Geoffrey MacNab at The Independent (3/5):
Black Mass is a triumph of sorts for Depp. It shows him tapping a malevolence and cruelty that many fans would never have guessed was in him. As a gangster movie, though, it is a frustrating and strangely dour affair. Bulger's success lay in the fact that he was smart, ruthless and never showed emotion. He is simply too inscrutable and aloof a figure to make a satisfactory anti-hero. Movie villains don't come any less loveable than this.
Peter Bradshaw at The Guardian (4/5):
Cooper and his screenwriters Mark Mallouk and Jez Butterworth have something substantial to add to the genre: making the point that gangsters do not arise from nowhere like comic-strip supervillains. They are the symptoms of political corruption, parasites created by agencies of the state, and by weak, credulous law enforcement officials who are content to sub-contract policing to the bad guys.
[I]f Johnny Depp's mesmerizing performance — a bracing return to form for the star after a series of critical and commercial misfires — is the chief selling point of "Black Mass," there is much else to recommend this sober, sprawling, deeply engrossing evocation of Bulger's South Boston fiefdom and his complex relationship with the FBI agent John Connolly, played with equally impressive skill by Joel Edgerton.

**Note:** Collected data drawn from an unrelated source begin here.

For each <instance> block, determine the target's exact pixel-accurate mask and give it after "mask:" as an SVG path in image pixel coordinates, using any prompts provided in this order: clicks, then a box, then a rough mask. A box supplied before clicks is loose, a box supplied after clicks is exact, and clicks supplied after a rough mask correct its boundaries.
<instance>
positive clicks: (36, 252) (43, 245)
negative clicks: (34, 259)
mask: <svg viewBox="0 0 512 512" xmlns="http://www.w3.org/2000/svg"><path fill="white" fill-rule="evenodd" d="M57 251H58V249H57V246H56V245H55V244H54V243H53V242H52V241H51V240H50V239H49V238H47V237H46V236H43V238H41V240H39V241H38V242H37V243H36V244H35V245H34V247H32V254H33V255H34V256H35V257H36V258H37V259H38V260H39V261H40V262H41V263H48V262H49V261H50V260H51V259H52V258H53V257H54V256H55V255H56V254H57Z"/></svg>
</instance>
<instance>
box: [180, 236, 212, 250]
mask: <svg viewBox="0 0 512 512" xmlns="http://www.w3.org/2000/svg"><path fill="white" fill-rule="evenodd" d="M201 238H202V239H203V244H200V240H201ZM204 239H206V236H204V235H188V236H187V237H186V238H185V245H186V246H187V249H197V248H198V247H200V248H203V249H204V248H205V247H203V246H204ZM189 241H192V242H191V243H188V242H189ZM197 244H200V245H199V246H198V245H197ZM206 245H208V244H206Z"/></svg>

Depp [...] takes control of the proceedings from the outset and never yields it, except for when he disappears for a while in the second half. He's as charismatic as his character must be, fully convincing and frightening as his Bulger toys with friends and enemies alike to keep them guessing, hides his true intentions and dishes out punishment at an alarming rate. Depp's instinct for observing, underlaying and keeping things in, then letting it all out when required, pays big dividends here in a performance far more convincing than his previous big gangster role, John Dillinger in Michael Mann's Public Enemies.; it's unexpected, very welcome at this point in his career, and one of his best.
While "Black Mass" is frequently engrossing, it has occasional pacing issues; some characters (like Dakota Johnson, playing the mother of Bulger's child) disappear sooner than you'd imagine, while the film's last act could stand to lose 15 or 20 minutes. (If the movie starts with hoods turning state's evidence, thus guaranteeing the plot's outcome, we shouldn't notice how long it's taking to get to the finish line.)
Black Mass lands in theaters September 18, 2015.